I wasn't sleeping much, about four to five hours a night. I'd get up and make coffee. Then head in to the gym. I'd write long passages in my journal trying to track the journey our demise. Hindsight is, as always, 20/20 but I was still in the midst of it. I would run for an hour on the treadmill and get lost in the feeling of my feet hitting the moving rubber. I started smoking again. I drank more coffee. And I walked. I walked all over Brooklyn and the island. I crossed the bridge sometimes twice in one day. I would stop in the middle and stare down at the water, at the boats passing by. I would feel the air of the bike riders speed by me.

It seems I felt everything all of a sudden instead of the dull numbness I was accustomed to in situations such as these. And I found comfort in the ground, in the stability of the earth beneath my feet, in the rhythm of the walking, in seeing other people out and about, living their lives. I took comfort in these strangers and I dreaded a trip to Philly to deal with death. But I had to. Present Ex needed me. And his mother was very dear to me.

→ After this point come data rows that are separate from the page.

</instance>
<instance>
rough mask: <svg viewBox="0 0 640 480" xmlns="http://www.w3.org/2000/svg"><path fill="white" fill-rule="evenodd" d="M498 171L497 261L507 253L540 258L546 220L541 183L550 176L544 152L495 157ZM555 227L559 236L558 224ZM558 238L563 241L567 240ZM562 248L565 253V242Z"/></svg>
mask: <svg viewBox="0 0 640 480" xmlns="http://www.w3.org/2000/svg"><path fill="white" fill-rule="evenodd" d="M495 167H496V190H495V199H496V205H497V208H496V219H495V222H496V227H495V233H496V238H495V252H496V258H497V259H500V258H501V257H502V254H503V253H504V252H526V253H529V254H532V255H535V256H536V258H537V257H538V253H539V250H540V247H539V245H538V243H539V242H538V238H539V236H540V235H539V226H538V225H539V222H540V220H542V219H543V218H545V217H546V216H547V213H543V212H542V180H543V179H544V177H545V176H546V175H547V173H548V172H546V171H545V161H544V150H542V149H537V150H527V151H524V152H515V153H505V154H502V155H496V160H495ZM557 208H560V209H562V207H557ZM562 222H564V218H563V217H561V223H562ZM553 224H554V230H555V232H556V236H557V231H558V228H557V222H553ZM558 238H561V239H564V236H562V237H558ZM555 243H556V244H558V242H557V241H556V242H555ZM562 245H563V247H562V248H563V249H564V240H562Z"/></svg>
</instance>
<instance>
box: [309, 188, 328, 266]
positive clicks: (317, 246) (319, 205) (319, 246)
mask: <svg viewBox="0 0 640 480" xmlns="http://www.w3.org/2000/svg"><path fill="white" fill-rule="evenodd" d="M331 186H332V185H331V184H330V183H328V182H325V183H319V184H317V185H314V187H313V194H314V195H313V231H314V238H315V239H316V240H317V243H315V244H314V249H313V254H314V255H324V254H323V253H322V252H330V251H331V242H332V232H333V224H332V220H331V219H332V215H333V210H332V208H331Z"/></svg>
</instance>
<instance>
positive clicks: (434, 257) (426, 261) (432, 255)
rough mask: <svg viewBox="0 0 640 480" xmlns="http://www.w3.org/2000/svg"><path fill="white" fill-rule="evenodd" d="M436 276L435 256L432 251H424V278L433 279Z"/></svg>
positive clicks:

I took the train in and readied myself for a few days of running from one place to another, saying "I'm sorry" and hand-holding. I had forewarned Mom and Dad about the break-up and that I wasn't handling it well. My first appointment with the Therapist had gone well and I said that I needed to go back on Wellbutrin. She said we'd talk about it next session.

Present Ex was in better shape than I had expected. I didn't mention the break-up as I knew he had other, bigger things to deal with. I just said, Tell me where you need me. Most arrangements had been finished by the time I got there. He went back to his sister's house and I went back to my parents house.

I was sitting on the stairs, taking off my shoes, when I just stopped. I had been moving for so long, in so many different ways, that it all caught up with me and I got overwhelmed. I didn't cry. I just sat there -- one shoe on, the other off -- staring in front of me. My mom walked in to hang up her coat in the hallway closet, saw me and said, "Oh, get over it." Hung up her coat and walked away.

This was uncharacteristically harsh of my mother, usually a pillar of care, warmth and comfort who would take any excuse to put her arms around me. This was a side of her I had never seen. It was her mother reincarnate. It was like a slap in the face. She wasn't wrong. I did need to get over it. I just wasn't sure how to do it yet.

I wasn't anywhere yet. This was limbo.